# Outputting and recording video from TV to laptop



## PC person (Feb 2, 2006)

I wasn't exactly sure what category this belonged in, home theatre, gadgets, multimedia, etc. 

But, I have a Scientific Atlanta Explorer 8300 HDC, with a hard drive. I usually fill it up pretty fast, and need more space. So, I want to see if there's a way to transfer programs things I've recorded to my computer, who's hard drive has lot's more space and I also have a 2TB external hard drive. 

I'm not sure there's a way to transfer as you do with downloading a video file like an AVI from the internet to your computer. Right now there is one way I have to transfer to things from the DVR to my computer, very indirect. It involves playing the program, letting it run it's full length while recording it onto my DVD recorder which is also connected my tv. Then, once I've burned it onto the DVD, make an ISO of it on my computer.

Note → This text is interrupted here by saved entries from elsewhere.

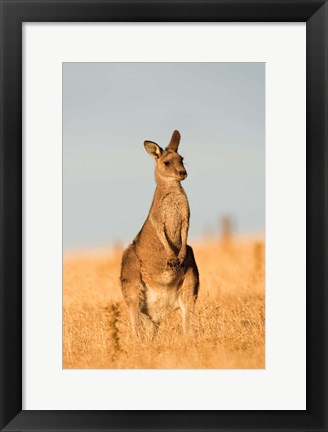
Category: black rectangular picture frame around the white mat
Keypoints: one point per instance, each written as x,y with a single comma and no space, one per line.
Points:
13,14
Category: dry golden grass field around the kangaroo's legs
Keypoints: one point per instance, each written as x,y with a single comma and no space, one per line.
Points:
229,319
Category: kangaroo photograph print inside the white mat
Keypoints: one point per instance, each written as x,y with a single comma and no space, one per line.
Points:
163,215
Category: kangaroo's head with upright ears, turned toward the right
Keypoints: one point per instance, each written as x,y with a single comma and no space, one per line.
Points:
169,164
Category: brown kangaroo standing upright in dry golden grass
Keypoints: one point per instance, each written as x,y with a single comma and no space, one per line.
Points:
158,270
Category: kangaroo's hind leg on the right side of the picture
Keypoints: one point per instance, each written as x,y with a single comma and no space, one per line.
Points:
188,292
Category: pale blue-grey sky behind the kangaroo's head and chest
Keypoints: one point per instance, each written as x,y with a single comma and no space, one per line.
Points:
110,109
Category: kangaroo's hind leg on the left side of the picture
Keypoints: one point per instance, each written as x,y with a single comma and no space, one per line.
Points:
132,286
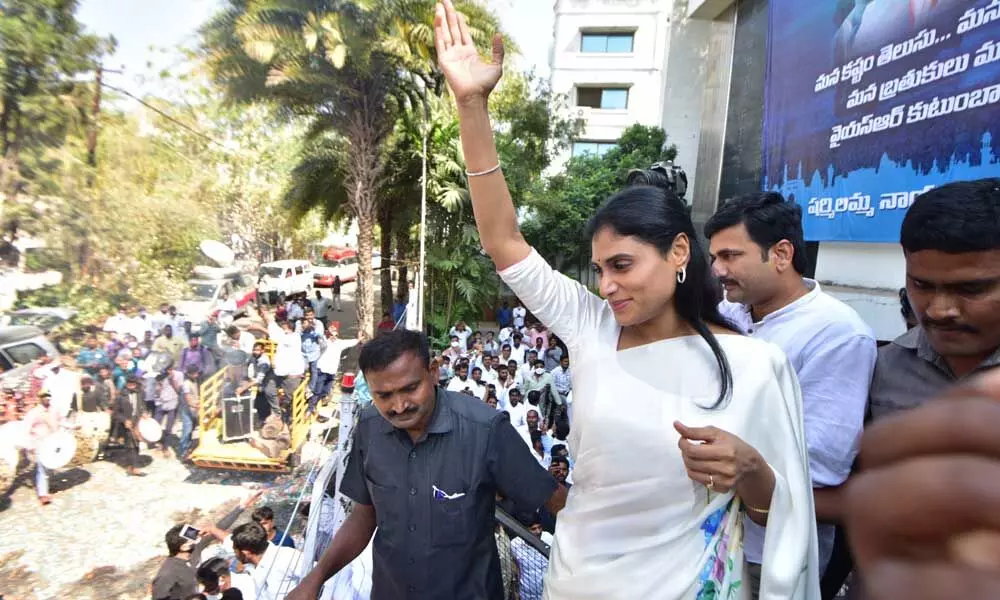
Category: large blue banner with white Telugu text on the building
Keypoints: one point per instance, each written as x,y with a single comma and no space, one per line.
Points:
869,103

I suspect I'll have to do the same thing if I want to transfer programs from my DVR to my computer. My DVR does have two firewire ports and a S-video out port. But, my laptop does not have an S-video in port, though it does have a firewire port.

Would it be possible to get something that converts one of my USB ports (either on my computer or my USB hub) to a S-video in port. For example, my computer doesn't has only one audio in port for my headset with microphone, but I have a USB headset with a mic that works just fine.


----------



## NSnub (May 25, 2011)

You can get a video card that has such inputs or an external device which is probably more expensive. 

I'm not too familiar with getting content from DVRs though but a way to cut the DVD recorder approach is through the capture card as that can record whatever you see on the TV which essentially is just like the DVD recorder approach except that you're just doing one workload rather than recording + converting. There's probably a way to extract the data from the DVR to the PC however, like I said before I'm unfamiliar with that...


----------